= Great pentakis dodecahedron =

Polyhedron with 60 faces

3D model of a great pentakis dodecahedron

In geometry, the great pentakis dodecahedron is a nonconvex isohedral polyhedron.

It is the dual of the uniform small stellated truncated dodecahedron. The pentagonal faces pass close to the center in the uniform polyhedron, causing this dual to be very spikey. It has 60 intersecting isosceles triangle faces.
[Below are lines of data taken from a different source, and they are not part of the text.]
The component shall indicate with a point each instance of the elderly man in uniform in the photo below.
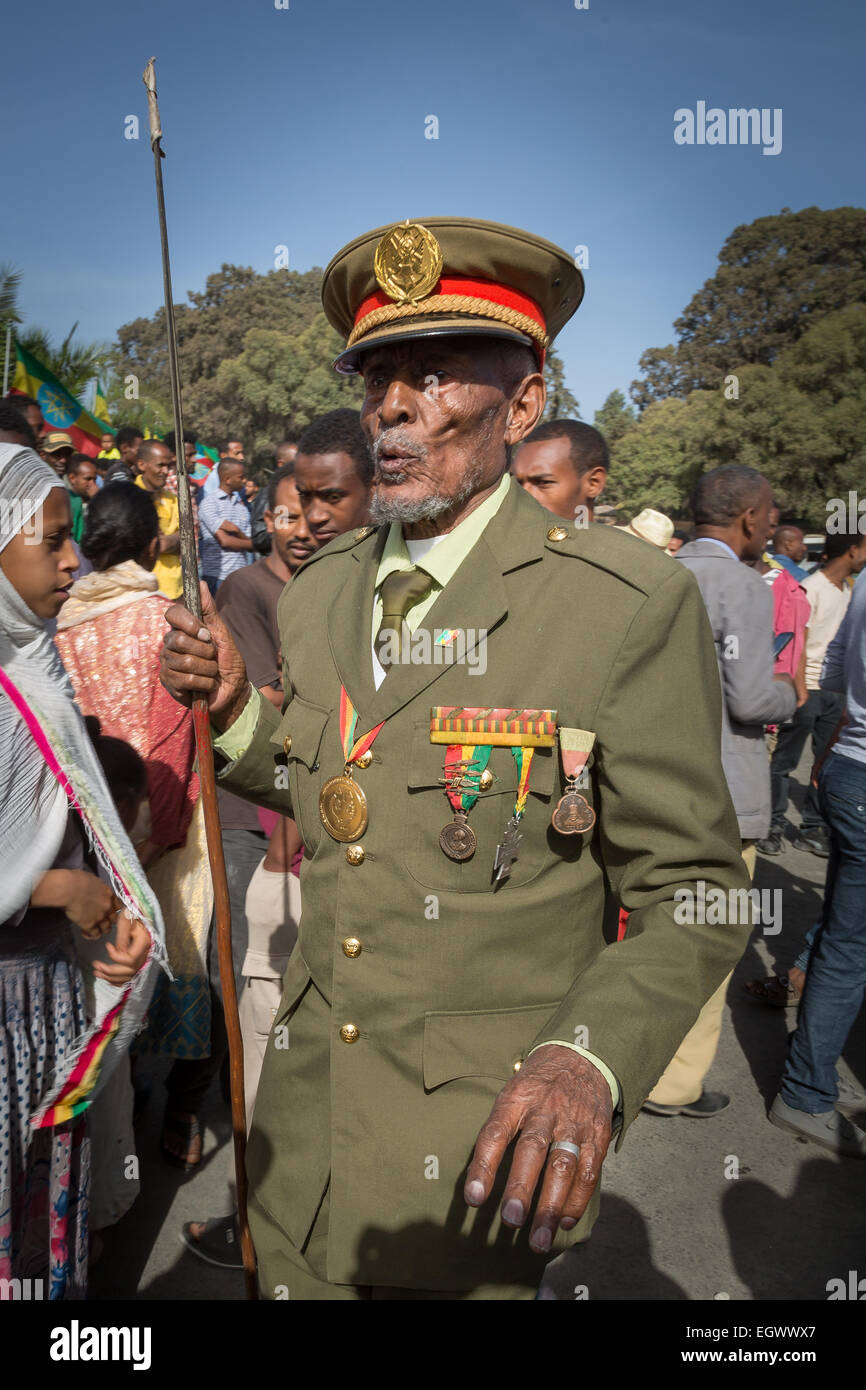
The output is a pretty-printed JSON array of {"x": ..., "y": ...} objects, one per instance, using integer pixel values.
[{"x": 456, "y": 1043}]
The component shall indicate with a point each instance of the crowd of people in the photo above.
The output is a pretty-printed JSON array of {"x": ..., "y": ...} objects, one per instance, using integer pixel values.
[{"x": 107, "y": 944}]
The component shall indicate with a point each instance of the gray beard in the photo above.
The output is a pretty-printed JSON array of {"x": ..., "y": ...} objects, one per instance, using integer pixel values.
[{"x": 392, "y": 508}]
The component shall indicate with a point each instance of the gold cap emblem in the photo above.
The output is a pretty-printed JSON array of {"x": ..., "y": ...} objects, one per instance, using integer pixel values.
[{"x": 407, "y": 263}]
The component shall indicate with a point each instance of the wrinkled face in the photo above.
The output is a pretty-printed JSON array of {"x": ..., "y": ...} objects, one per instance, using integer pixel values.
[
  {"x": 332, "y": 496},
  {"x": 287, "y": 524},
  {"x": 154, "y": 467},
  {"x": 84, "y": 481},
  {"x": 435, "y": 413},
  {"x": 128, "y": 452},
  {"x": 41, "y": 560},
  {"x": 546, "y": 471}
]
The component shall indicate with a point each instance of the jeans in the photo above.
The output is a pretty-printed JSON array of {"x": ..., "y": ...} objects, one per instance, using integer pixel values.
[
  {"x": 819, "y": 717},
  {"x": 188, "y": 1082},
  {"x": 836, "y": 979}
]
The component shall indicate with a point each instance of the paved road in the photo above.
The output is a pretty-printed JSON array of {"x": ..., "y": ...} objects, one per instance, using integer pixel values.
[{"x": 676, "y": 1222}]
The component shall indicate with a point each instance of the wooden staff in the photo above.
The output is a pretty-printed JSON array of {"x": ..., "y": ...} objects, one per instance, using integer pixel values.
[{"x": 192, "y": 598}]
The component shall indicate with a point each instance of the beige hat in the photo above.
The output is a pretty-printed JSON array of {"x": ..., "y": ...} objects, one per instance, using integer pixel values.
[{"x": 651, "y": 526}]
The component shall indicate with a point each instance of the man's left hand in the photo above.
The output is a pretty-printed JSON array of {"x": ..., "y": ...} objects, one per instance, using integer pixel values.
[{"x": 556, "y": 1096}]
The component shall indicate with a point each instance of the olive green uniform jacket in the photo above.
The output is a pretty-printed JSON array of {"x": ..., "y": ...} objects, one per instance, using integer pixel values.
[{"x": 456, "y": 980}]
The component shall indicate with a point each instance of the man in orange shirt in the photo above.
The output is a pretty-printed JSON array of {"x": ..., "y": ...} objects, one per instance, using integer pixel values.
[{"x": 153, "y": 462}]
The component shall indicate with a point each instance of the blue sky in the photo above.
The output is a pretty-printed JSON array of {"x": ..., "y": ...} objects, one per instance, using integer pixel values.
[{"x": 305, "y": 127}]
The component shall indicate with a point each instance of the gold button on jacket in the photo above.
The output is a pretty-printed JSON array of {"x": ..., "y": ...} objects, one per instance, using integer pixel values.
[{"x": 462, "y": 980}]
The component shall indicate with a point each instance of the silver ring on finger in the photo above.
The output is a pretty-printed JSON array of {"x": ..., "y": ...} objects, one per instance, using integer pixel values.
[{"x": 567, "y": 1146}]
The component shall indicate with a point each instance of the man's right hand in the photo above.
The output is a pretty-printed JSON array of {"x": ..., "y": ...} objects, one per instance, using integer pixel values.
[{"x": 203, "y": 660}]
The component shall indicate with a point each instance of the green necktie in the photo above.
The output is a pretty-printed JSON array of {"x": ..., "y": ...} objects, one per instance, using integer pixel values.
[{"x": 399, "y": 594}]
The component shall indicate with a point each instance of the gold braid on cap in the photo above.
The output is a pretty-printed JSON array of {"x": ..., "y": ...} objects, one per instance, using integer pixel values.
[{"x": 451, "y": 305}]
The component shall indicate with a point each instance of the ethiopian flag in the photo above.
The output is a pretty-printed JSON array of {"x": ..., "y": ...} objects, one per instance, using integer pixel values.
[{"x": 60, "y": 409}]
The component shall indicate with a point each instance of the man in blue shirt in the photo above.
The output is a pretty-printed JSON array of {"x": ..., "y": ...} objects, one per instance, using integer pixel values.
[
  {"x": 224, "y": 527},
  {"x": 790, "y": 551},
  {"x": 836, "y": 977}
]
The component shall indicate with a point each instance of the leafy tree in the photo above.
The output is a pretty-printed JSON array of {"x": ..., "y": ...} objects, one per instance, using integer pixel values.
[
  {"x": 10, "y": 284},
  {"x": 799, "y": 421},
  {"x": 615, "y": 419},
  {"x": 237, "y": 346},
  {"x": 560, "y": 403},
  {"x": 74, "y": 364},
  {"x": 776, "y": 278}
]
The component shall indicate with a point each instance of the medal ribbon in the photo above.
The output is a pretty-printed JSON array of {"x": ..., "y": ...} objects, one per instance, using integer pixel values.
[
  {"x": 348, "y": 720},
  {"x": 523, "y": 756},
  {"x": 476, "y": 759},
  {"x": 574, "y": 745}
]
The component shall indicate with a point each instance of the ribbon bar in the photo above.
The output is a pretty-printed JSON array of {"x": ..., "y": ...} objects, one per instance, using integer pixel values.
[{"x": 503, "y": 727}]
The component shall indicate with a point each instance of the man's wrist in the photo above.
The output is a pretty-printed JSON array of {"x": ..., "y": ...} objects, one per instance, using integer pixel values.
[{"x": 225, "y": 717}]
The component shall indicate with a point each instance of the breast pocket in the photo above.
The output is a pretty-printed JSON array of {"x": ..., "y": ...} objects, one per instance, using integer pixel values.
[
  {"x": 299, "y": 737},
  {"x": 428, "y": 809}
]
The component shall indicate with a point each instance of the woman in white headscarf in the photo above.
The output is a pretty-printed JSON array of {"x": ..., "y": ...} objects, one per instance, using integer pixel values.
[{"x": 54, "y": 805}]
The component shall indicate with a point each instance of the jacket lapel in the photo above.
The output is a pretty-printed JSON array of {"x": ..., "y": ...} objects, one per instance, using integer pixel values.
[
  {"x": 349, "y": 626},
  {"x": 474, "y": 601}
]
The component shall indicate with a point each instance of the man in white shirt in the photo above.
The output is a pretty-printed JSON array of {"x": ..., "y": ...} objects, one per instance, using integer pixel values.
[{"x": 829, "y": 592}]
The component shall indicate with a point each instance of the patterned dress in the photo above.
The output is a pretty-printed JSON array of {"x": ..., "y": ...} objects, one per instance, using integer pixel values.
[{"x": 45, "y": 1173}]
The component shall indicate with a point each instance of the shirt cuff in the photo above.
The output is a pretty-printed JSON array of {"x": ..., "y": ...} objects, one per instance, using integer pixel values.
[
  {"x": 591, "y": 1057},
  {"x": 235, "y": 741}
]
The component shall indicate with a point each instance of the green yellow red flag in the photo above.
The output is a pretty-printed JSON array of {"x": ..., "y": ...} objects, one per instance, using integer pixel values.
[{"x": 59, "y": 407}]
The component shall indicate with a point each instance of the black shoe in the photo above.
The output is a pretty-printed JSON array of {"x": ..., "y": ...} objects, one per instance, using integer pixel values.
[
  {"x": 709, "y": 1102},
  {"x": 772, "y": 845},
  {"x": 815, "y": 838}
]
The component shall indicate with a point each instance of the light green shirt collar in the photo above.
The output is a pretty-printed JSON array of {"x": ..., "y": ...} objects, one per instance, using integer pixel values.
[{"x": 444, "y": 559}]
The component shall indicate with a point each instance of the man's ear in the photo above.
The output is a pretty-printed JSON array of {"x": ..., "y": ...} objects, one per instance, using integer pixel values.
[
  {"x": 526, "y": 407},
  {"x": 594, "y": 483}
]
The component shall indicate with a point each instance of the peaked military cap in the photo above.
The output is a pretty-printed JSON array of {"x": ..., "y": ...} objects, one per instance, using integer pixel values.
[{"x": 448, "y": 275}]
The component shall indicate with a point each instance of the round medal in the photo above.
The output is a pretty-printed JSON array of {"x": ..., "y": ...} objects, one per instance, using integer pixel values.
[
  {"x": 458, "y": 838},
  {"x": 342, "y": 808},
  {"x": 407, "y": 263},
  {"x": 573, "y": 815}
]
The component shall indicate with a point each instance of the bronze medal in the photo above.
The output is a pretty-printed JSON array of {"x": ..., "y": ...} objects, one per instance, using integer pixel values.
[
  {"x": 573, "y": 815},
  {"x": 342, "y": 808},
  {"x": 458, "y": 838}
]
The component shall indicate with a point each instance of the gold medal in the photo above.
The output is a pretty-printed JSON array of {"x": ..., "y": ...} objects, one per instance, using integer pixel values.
[
  {"x": 573, "y": 815},
  {"x": 458, "y": 838},
  {"x": 407, "y": 263},
  {"x": 344, "y": 808}
]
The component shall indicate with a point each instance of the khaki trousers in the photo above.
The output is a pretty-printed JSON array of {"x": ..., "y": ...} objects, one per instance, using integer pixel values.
[{"x": 681, "y": 1083}]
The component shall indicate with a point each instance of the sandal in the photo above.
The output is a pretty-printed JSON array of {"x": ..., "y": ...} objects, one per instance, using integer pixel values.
[
  {"x": 217, "y": 1244},
  {"x": 186, "y": 1129},
  {"x": 774, "y": 991}
]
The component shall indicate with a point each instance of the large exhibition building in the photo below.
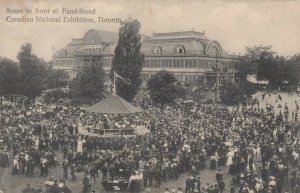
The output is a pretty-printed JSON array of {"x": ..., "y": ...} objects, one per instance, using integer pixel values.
[{"x": 190, "y": 55}]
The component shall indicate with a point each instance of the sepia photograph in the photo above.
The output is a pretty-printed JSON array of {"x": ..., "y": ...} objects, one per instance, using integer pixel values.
[{"x": 140, "y": 96}]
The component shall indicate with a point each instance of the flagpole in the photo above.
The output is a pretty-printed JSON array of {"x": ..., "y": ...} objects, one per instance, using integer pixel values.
[{"x": 114, "y": 90}]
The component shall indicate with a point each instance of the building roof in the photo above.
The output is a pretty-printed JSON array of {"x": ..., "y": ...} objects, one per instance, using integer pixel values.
[
  {"x": 192, "y": 42},
  {"x": 99, "y": 36}
]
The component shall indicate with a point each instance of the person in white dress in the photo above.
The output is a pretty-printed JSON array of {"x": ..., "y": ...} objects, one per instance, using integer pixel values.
[
  {"x": 79, "y": 146},
  {"x": 230, "y": 155}
]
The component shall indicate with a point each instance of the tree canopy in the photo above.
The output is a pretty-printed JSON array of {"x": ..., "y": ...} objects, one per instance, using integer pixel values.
[
  {"x": 8, "y": 77},
  {"x": 32, "y": 75},
  {"x": 88, "y": 86},
  {"x": 164, "y": 88},
  {"x": 128, "y": 59}
]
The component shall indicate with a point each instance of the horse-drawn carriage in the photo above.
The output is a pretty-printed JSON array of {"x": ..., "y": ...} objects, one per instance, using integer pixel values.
[{"x": 53, "y": 187}]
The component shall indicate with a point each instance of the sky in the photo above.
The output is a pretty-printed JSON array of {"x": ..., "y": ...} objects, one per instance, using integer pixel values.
[{"x": 235, "y": 24}]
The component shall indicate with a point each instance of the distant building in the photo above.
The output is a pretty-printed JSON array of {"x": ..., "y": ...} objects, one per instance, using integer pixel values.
[{"x": 189, "y": 55}]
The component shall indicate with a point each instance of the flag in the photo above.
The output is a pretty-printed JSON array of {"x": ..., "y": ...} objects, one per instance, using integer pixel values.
[{"x": 125, "y": 80}]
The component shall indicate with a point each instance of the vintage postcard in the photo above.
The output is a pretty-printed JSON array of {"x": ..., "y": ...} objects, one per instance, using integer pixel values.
[{"x": 162, "y": 96}]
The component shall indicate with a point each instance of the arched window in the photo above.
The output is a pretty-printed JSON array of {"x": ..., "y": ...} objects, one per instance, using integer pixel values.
[
  {"x": 156, "y": 50},
  {"x": 179, "y": 50}
]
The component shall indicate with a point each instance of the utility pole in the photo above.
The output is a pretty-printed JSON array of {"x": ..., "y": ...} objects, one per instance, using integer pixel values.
[{"x": 217, "y": 80}]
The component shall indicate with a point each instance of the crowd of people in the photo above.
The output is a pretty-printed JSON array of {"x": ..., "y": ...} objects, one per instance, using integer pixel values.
[{"x": 259, "y": 148}]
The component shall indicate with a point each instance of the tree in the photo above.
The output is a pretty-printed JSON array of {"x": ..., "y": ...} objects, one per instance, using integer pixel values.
[
  {"x": 88, "y": 86},
  {"x": 128, "y": 59},
  {"x": 164, "y": 88},
  {"x": 32, "y": 74},
  {"x": 292, "y": 71},
  {"x": 57, "y": 78},
  {"x": 8, "y": 77}
]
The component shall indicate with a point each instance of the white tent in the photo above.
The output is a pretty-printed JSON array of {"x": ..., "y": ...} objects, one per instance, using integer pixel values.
[
  {"x": 253, "y": 79},
  {"x": 141, "y": 130}
]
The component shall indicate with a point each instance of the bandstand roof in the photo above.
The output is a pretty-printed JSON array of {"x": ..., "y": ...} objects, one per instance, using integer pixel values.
[{"x": 113, "y": 104}]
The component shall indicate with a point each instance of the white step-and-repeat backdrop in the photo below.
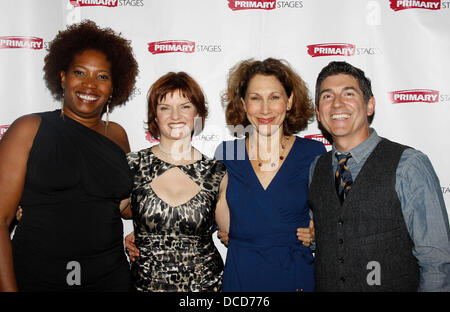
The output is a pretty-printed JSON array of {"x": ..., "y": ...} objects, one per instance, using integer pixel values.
[{"x": 403, "y": 46}]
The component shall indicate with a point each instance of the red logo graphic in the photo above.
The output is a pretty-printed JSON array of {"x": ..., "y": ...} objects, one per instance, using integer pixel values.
[
  {"x": 171, "y": 46},
  {"x": 318, "y": 137},
  {"x": 3, "y": 130},
  {"x": 328, "y": 49},
  {"x": 414, "y": 96},
  {"x": 236, "y": 5},
  {"x": 16, "y": 42},
  {"x": 106, "y": 3},
  {"x": 149, "y": 137},
  {"x": 398, "y": 5}
]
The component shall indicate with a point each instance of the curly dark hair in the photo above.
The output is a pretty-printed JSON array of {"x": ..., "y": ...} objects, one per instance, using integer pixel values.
[
  {"x": 297, "y": 118},
  {"x": 168, "y": 84},
  {"x": 88, "y": 36},
  {"x": 336, "y": 68}
]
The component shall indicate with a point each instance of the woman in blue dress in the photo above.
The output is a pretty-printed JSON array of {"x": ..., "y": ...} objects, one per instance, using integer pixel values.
[{"x": 267, "y": 103}]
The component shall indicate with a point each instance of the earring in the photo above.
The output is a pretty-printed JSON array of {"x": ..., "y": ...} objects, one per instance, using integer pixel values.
[
  {"x": 107, "y": 110},
  {"x": 62, "y": 105}
]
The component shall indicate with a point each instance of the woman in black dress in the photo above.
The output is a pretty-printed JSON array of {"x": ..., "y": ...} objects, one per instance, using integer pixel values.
[{"x": 68, "y": 170}]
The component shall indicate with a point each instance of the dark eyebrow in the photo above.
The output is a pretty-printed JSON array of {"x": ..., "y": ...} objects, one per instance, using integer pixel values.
[
  {"x": 323, "y": 91},
  {"x": 345, "y": 89},
  {"x": 350, "y": 88}
]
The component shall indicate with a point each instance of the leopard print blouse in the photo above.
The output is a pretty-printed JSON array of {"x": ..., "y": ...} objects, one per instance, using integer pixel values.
[{"x": 177, "y": 252}]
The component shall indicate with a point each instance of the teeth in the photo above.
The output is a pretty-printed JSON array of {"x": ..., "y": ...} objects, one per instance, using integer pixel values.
[
  {"x": 340, "y": 116},
  {"x": 176, "y": 126},
  {"x": 87, "y": 97}
]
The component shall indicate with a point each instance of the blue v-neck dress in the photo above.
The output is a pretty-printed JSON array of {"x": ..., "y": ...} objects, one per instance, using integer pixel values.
[{"x": 264, "y": 253}]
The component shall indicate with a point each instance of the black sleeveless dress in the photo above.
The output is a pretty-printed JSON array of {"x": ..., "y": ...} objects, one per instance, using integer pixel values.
[{"x": 71, "y": 234}]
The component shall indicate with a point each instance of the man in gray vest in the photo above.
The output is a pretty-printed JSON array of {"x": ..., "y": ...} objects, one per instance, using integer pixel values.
[{"x": 380, "y": 218}]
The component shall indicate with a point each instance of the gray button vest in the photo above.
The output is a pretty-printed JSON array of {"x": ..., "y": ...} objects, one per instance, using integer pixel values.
[{"x": 368, "y": 227}]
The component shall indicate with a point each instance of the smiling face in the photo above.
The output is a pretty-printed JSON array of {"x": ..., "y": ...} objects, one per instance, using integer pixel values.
[
  {"x": 175, "y": 116},
  {"x": 266, "y": 104},
  {"x": 87, "y": 84},
  {"x": 343, "y": 112}
]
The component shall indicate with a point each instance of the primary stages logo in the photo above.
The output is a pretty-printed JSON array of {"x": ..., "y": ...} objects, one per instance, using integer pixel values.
[
  {"x": 3, "y": 130},
  {"x": 318, "y": 137},
  {"x": 16, "y": 42},
  {"x": 398, "y": 5},
  {"x": 341, "y": 49},
  {"x": 170, "y": 46},
  {"x": 237, "y": 5},
  {"x": 328, "y": 49},
  {"x": 414, "y": 96},
  {"x": 106, "y": 3},
  {"x": 181, "y": 46},
  {"x": 251, "y": 4}
]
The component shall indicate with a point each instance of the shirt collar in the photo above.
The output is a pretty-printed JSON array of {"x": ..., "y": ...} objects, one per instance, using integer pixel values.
[{"x": 363, "y": 149}]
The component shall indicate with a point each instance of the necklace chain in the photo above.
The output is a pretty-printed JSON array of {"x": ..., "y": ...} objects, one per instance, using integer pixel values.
[
  {"x": 178, "y": 154},
  {"x": 281, "y": 157}
]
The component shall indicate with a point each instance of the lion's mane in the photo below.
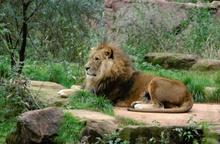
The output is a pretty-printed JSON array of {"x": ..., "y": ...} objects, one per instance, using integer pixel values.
[{"x": 117, "y": 74}]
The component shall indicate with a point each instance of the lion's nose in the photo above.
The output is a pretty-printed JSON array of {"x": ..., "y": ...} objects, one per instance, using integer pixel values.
[{"x": 87, "y": 68}]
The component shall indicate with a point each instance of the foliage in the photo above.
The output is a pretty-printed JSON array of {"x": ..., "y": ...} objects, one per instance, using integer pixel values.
[
  {"x": 86, "y": 100},
  {"x": 69, "y": 129},
  {"x": 64, "y": 73},
  {"x": 15, "y": 99},
  {"x": 5, "y": 127},
  {"x": 111, "y": 139},
  {"x": 47, "y": 29},
  {"x": 148, "y": 28}
]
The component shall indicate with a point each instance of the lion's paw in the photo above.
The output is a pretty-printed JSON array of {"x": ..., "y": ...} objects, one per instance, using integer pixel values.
[{"x": 135, "y": 103}]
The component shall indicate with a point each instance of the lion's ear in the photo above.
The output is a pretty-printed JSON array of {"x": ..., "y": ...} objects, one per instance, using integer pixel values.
[{"x": 108, "y": 53}]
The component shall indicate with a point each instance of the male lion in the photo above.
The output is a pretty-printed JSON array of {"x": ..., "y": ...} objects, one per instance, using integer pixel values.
[{"x": 111, "y": 74}]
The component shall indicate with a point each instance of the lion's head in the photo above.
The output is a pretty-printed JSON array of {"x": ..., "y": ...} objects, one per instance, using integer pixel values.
[
  {"x": 107, "y": 60},
  {"x": 107, "y": 69}
]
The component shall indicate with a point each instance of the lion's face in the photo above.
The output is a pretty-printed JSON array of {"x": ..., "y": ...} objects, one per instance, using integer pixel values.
[{"x": 100, "y": 61}]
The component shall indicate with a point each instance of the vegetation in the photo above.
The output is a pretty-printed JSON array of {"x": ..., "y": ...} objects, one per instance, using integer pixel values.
[
  {"x": 49, "y": 41},
  {"x": 69, "y": 130},
  {"x": 86, "y": 100}
]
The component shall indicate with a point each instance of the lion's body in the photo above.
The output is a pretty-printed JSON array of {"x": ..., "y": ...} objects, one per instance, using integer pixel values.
[{"x": 110, "y": 73}]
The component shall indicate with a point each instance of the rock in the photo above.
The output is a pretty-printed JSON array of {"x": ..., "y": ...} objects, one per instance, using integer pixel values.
[
  {"x": 206, "y": 65},
  {"x": 38, "y": 126},
  {"x": 208, "y": 113},
  {"x": 65, "y": 93},
  {"x": 171, "y": 60},
  {"x": 155, "y": 134},
  {"x": 97, "y": 124}
]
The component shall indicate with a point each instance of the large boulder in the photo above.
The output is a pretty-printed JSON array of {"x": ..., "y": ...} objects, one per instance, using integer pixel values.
[
  {"x": 97, "y": 124},
  {"x": 171, "y": 60},
  {"x": 36, "y": 127}
]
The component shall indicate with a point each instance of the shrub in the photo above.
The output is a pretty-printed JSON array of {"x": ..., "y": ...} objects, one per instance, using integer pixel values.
[
  {"x": 86, "y": 100},
  {"x": 69, "y": 129}
]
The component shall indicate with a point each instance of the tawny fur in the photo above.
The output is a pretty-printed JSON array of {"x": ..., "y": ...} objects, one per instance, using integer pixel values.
[{"x": 111, "y": 74}]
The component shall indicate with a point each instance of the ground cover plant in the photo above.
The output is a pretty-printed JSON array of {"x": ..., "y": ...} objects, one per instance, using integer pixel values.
[{"x": 58, "y": 42}]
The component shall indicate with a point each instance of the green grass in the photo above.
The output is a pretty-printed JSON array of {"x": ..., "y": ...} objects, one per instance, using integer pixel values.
[
  {"x": 69, "y": 129},
  {"x": 86, "y": 100},
  {"x": 5, "y": 127},
  {"x": 63, "y": 73}
]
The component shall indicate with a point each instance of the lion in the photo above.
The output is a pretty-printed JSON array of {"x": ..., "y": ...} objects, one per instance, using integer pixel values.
[{"x": 110, "y": 73}]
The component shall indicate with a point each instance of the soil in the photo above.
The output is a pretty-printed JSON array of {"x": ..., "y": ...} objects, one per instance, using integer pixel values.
[{"x": 200, "y": 112}]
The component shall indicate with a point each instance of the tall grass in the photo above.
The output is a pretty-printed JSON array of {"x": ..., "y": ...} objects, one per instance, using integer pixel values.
[
  {"x": 63, "y": 73},
  {"x": 149, "y": 28},
  {"x": 69, "y": 130},
  {"x": 86, "y": 100}
]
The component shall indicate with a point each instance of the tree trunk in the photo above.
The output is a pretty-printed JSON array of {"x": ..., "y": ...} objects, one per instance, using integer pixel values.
[{"x": 24, "y": 38}]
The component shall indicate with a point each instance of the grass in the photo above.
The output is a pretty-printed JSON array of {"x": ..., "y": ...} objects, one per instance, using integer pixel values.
[
  {"x": 69, "y": 130},
  {"x": 5, "y": 127},
  {"x": 63, "y": 73},
  {"x": 89, "y": 101}
]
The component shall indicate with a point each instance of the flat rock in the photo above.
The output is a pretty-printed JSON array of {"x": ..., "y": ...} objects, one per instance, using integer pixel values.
[
  {"x": 207, "y": 112},
  {"x": 206, "y": 65},
  {"x": 97, "y": 124},
  {"x": 37, "y": 126},
  {"x": 200, "y": 112}
]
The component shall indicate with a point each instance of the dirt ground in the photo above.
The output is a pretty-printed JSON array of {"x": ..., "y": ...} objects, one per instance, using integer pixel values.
[{"x": 199, "y": 112}]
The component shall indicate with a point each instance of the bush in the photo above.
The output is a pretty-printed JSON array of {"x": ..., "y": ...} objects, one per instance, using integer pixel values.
[
  {"x": 149, "y": 28},
  {"x": 63, "y": 73},
  {"x": 86, "y": 100},
  {"x": 69, "y": 130}
]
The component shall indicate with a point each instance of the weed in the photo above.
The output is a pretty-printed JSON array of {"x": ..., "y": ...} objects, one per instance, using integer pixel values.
[
  {"x": 69, "y": 129},
  {"x": 111, "y": 139},
  {"x": 86, "y": 100},
  {"x": 63, "y": 73}
]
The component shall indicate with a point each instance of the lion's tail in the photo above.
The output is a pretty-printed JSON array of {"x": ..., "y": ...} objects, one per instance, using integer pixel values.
[{"x": 183, "y": 109}]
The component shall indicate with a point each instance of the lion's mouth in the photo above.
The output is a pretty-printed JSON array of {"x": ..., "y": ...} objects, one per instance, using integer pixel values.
[{"x": 89, "y": 74}]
Part of each triangle lies within the solid, hence is invisible in solid models.

Great pentakis dodecahedron
| Type | Star polyhedron |
| Face |  |
| Elements | F = 60, E = 90 V = 24 (χ = −6) |
| Symmetry group | I_{h}, [5,3], *532 |
| Index references | DU_{58} |
| dual polyhedron | Small stellated truncated dodecahedron |

== Proportions ==
The triangles have one very acute angle of $\arccos(\frac{1}{10}+\frac{2}{5}\sqrt{5})\approx 6.051\,689\,017\,91^{\circ}$ and two of $\arccos(\frac{1}{2}-\frac{1}{5}\sqrt{5})\approx 86.974\,155\,491\,04^{\circ}$. The dihedral angle equals $\arccos(\frac{-24+5\sqrt{5}}{41})\approx 108.220\,490\,680\,83^{\circ}$.